Reputation: 73
I am trying to extract the number between the string “line_number:” and hyphen. I am struggling with generating a regex/substring for the same in PySpark. Below is my input data in a column called “whole_text”. The string “line_number:” will always be in each row followed by the number and hyphen. Is there any way I can find the text “line_number:” and first hyphen after that and extract the number in between?
The output should be 121, 3112 and so on in a new column.
Please help.
text:ABC12637-XYZ line_number:121-ABC:JJ11
header:3AXYZ166-LMN line_number:3112-GHI:3A1
Upvotes: 0
Views: 291
Reputation: 373
Some minimal example code would be useful to replicate your problem..

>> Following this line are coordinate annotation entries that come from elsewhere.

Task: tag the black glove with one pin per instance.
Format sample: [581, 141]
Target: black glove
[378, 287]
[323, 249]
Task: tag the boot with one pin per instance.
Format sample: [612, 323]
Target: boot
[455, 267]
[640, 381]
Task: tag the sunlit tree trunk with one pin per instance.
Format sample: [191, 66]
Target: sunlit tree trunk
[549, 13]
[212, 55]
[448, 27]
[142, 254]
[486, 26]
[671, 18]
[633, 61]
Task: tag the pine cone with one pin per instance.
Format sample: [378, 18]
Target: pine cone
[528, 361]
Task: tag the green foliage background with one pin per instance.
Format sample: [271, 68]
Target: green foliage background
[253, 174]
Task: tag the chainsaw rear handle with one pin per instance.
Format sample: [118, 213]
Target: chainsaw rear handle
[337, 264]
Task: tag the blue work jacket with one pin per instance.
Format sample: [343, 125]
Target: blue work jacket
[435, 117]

Here is how I'd solve this:
from pyspark.sql import SparkSession
import pyspark.sql.functions as F
spark = SparkSession.builder.getOrCreate()
df = spark.createDataFrame([("""
text:ABC12637-XYZ line_number:121-ABC:JJ11
header:3AXYZ166-LMN line_number:3112-GHI:3A1
""",)], ['str'])
df.select("str", F.expr(r"regexp_extract_all(str, r'line_number:(\d+)-', 1)").alias('extracted')).show()
Which produces:
+--------------------+-----------+
| str| extracted|
+--------------------+-----------+
|\ntext:ABC12637-X...|[121, 3112]|
+--------------------+-----------+
Update:
df.withColumn('extracted_regex', F.expr(r"regexp_extract_all(str, r'line_number:(\d+)-', 1)")).show()
+--------------------+---------------+
| str|extracted_regex|
+--------------------+---------------+
|\ntext:ABC12637-X...| [121, 3112]|
+--------------------+---------------+
Using Python 3.12 and Spark 3.5
>>> spark.version
'3.5.0'
Upvotes: 1